Even without the self-regenerating water softeners, the amount of salt that remains in our reprocessed sewage water exceeds the 117 milligrams per liter standard for farming applications downstream of the Santa Clarita Valley.

Why does it taste bad?
Some have called upon Americans to give up their single-use water bottles and start drinking from the tap again. That’s a tall order for the people of most Southern California communities, because tap water must be processed using reverse osmosis and or granular activated charcoal in order to be drinkable. The method by which Santa Clarita’s water is disinfected, by a chemical made up of chlorine and ammonia called Chloramines, greatly affects the taste and smell. Fill your bathroom with steam and then breathe deeply through your nose if you want to get the full effect of the odor Chloramines leave in the water.

What’s the answer?
The answer is simple, but making it a reality is quite challenging. California needs to build a new water conveyance system, but for too long and for a variety of reasons has not done so. Land owners have enjoyed generations of lucrative water rights and would risk losing that revenue. No-growth environmentalists see better access to water as a hindrance to water-conservation efforts and a possible catalyst for new housing construction. Most importantly, Californians, especially those in Northern California who don’t face the same water problems as we do in Santa Clarita, haven’t been willing to invest and pay for a new water infrastructure system.  

There is a solution on the horizon. The State Water Contractors is a board made up of representatives of water boards that benefit from state water across California.
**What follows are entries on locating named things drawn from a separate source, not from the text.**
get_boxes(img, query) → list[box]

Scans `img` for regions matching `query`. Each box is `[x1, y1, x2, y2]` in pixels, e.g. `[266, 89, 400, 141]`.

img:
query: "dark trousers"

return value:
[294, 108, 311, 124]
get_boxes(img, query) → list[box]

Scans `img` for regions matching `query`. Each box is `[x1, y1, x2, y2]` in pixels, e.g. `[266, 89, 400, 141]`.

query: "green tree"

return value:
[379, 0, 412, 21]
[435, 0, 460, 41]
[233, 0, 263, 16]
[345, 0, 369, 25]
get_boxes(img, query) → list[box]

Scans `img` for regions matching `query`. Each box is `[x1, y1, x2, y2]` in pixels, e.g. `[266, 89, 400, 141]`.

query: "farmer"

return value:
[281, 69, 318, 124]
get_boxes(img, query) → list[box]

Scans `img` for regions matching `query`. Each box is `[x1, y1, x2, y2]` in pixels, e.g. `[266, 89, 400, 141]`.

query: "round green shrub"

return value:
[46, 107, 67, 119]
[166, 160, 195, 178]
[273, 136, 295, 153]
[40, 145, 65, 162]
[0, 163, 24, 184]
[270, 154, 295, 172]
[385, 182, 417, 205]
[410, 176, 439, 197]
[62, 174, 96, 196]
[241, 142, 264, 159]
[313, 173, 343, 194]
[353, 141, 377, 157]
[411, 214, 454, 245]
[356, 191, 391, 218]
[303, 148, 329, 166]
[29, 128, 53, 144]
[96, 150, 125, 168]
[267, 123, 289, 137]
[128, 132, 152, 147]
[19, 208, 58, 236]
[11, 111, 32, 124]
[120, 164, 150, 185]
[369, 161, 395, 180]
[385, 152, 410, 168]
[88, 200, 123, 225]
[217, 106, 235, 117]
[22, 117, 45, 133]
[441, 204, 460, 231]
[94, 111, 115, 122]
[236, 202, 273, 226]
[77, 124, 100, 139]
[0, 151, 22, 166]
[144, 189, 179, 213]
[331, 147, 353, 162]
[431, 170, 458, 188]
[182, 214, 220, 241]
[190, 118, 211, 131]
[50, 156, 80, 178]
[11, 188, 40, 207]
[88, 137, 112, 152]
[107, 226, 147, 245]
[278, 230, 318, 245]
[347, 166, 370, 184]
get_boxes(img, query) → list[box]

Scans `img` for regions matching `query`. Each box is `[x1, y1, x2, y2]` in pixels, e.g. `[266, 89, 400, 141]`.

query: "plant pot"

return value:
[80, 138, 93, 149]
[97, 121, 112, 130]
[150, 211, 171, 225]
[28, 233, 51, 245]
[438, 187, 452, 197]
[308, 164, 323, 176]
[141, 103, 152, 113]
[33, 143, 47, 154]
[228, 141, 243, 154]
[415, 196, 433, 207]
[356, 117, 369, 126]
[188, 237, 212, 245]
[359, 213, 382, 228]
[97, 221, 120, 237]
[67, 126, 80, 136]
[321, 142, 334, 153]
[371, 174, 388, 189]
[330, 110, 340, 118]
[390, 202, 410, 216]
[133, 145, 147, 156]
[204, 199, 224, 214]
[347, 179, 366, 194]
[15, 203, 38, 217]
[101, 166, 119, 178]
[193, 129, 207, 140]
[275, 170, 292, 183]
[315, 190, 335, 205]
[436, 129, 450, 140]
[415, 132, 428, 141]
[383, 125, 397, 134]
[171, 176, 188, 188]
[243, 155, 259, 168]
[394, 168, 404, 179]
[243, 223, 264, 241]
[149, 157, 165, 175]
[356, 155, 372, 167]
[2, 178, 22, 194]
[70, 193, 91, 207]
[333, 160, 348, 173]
It is already within their power to build this infrastructure and pass the costs along to the water districts that would benefit from this increased reliability of the flow of water.

Terry Erlewine, the general manager of the State Water Contractors, reported to the Palmdale Water District in June that his group has several plans drawn up for a new conveyance system (one that is built primarily underground) and could be ready to issue a draft environmental impact report (known as a DEIR) as early as 2012.

So why aren’t we hearing of any progress? First of all, the $11 billion “water bond” ballot initiative that Sacramento legislators had been intending to place on the November ballot had to be dealt with first. Supporters are in the process of withdrawing the initiative and will go back to the drawing board before presenting it again in 2012.

This presents a once-in-a-lifetime opportunity today to build a new conveyance system. The farmers in Central California, communities that partially depend on the water (like Santa Clarita) and Sad Diego — that is almost completely dependent on State Water Project water — all have everything to gain by adopting this approach.

When elected to the Castaic Lake Water Agency board, I will work diligently to be a leader in the state’s effort to rebuild and modernize its water delivery infrastructure. Along with the day-to-day operations of our agency and the protection of ratepayers, we must invest time and energy to find a lasting solution to ensure our children and future generations have access to affordable, reliable and healthy water. 

Kevin D. Korenthal is the executive director of the Associated Builders & Contractors, California Cooperation Committee and is a candidate for Castaic Lake Water Agency. He is a 28-year resident of Santa Clarita. His column reflects his own views and not necessarily those of The Signal.